Why Should I Pay Stamp Duty If the Property’s Uninhabitable?

You’ve just bought a house with no kitchen, no bathroom, no heating… and quite possibly no floor. It’s damp, dark, and full of things that probably scurry at night. It’s not a home — it’s a project. Yet somehow, HMRC says it counts as a residential property and wants you to pay stamp duty like it’s a charming little cottage ready to move into.
Honestly, how does that make sense?
It’s Not a Home, It’s a Headache
Let’s be clear. If a property doesn’t have the bare basics — working plumbing, electricity, a front door that locks — it’s not fit to live in. You couldn’t rent it out, couldn’t move in, couldn’t even get insurance on it half the time. And yet, for stamp duty purposes, it’s treated the same as a perfectly livable flat.
The logic? HMRC says it only needs to be capable of being used as a dwelling. In other words, if someone could theoretically live there (with a bit of imagination and perhaps a gas mask), then you’re on the hook.
Paying a Premium for a Problem
It’s the brave — or possibly slightly mad — buyers who take on these wrecks. People who are actually doing a service: breathing life into properties that would otherwise sit empty and crumbling. But instead of being cut some slack, they’re penalised.
Because if it’s a second property, they get hit with the extra 3% surcharge — even though no one could live there, let alone rent it out. That’s how stamp duty on uninhabitable property turns into a weird little trap. You’re paying tax as if you’ve bought a finished product, when what you’ve actually bought is a money pit and a tetanus risk.
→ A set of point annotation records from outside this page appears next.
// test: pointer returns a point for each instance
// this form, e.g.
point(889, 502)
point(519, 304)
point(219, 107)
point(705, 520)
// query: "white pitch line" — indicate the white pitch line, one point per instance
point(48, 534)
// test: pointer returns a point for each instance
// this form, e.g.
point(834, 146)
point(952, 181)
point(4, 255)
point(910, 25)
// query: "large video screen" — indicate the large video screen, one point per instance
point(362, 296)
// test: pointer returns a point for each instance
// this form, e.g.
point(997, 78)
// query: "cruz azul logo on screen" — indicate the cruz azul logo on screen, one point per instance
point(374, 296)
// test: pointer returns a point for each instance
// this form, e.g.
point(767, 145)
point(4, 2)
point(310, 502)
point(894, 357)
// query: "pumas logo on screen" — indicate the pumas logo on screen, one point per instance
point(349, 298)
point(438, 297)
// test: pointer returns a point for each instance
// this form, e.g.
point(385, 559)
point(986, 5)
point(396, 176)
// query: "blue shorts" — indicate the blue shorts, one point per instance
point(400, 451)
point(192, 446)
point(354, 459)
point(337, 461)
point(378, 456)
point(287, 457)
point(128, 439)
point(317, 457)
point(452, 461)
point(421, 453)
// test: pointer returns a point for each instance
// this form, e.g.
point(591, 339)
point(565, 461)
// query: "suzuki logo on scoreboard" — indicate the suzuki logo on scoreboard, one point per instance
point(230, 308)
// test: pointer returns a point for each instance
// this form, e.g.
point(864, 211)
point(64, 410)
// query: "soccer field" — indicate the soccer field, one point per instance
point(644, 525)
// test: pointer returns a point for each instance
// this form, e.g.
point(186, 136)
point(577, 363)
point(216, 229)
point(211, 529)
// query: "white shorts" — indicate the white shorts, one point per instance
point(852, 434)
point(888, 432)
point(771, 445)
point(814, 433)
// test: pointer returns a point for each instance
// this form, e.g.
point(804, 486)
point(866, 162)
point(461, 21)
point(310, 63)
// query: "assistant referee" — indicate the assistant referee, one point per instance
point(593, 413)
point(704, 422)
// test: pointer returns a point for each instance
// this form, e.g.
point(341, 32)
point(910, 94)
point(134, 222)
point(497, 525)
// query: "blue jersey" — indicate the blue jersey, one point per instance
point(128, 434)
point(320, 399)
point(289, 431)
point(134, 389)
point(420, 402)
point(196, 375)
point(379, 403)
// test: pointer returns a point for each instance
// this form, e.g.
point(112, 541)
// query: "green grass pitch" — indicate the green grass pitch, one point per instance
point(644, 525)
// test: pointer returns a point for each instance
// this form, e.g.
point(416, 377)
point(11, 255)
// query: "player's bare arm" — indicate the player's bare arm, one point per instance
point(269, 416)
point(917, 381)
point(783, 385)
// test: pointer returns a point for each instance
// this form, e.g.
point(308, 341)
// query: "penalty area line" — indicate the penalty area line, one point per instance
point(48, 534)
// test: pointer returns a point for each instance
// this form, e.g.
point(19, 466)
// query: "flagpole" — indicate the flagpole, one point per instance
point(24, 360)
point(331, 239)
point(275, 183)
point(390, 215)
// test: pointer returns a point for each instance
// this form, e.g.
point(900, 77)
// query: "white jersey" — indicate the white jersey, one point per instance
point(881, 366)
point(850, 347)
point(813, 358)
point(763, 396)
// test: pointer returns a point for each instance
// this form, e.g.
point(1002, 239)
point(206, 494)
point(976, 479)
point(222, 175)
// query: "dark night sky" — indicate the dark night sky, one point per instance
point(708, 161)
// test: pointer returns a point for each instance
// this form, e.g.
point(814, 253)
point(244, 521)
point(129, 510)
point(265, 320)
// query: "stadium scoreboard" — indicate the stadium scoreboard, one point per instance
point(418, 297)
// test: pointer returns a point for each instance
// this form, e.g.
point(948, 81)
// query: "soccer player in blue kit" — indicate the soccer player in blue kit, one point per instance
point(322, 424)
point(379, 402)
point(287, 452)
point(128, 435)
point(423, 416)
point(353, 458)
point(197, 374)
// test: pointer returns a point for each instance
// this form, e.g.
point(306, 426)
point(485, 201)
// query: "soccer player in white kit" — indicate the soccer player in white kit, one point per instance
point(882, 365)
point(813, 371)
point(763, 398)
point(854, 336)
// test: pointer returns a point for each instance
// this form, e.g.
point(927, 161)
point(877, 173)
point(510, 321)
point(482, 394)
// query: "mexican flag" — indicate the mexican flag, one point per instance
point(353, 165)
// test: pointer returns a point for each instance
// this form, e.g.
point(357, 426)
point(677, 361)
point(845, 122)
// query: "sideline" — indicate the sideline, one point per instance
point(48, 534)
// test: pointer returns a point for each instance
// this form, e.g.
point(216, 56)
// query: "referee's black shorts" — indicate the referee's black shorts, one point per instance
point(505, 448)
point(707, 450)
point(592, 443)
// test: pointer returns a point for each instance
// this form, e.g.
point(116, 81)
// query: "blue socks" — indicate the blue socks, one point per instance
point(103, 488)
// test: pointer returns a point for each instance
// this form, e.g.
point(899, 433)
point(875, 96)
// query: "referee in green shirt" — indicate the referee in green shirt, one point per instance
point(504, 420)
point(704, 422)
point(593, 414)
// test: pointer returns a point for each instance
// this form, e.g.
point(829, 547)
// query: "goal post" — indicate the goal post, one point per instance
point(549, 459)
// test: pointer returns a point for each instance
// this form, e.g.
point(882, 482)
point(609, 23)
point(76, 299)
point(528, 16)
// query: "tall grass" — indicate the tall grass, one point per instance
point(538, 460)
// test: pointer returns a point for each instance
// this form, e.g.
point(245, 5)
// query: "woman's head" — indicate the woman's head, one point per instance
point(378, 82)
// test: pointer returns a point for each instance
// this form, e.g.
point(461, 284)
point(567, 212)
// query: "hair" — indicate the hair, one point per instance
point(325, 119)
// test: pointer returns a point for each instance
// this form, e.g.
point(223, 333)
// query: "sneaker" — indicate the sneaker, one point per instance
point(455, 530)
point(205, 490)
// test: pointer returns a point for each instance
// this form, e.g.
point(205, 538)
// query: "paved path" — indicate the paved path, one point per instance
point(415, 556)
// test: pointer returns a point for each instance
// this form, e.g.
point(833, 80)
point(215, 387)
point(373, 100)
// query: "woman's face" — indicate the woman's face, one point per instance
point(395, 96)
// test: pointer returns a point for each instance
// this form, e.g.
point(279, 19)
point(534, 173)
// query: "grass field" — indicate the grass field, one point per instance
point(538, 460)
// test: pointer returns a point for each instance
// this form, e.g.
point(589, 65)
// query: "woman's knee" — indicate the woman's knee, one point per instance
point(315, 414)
And the cherry on top? If you try to challenge it, you have to prove the place was truly uninhabitable. That means surveys, reports, photos, maybe even a trip to a tribunal. All before you’ve even had a chance to rip out the rotten floorboards.
Time for a Bit of Common Sense?
Surely it wouldn’t be that difficult to create a proper system. One where an independent surveyor could confirm a property’s uninhabitable status, and buyers could be taxed accordingly — without needing to fight tooth and nail for it.
Right now, you pay stamp duty based on what a house used to be or could be someday, not what it is on the day you buy it. And if what you’ve just bought is a glorified shed with a collapsed roof and a family of pigeons living in the chimney… well, maybe the tax bill should reflect that.
Because paying luxury tax on a building that doesn’t even have a toilet? That’s not just frustrating. That’s absurd.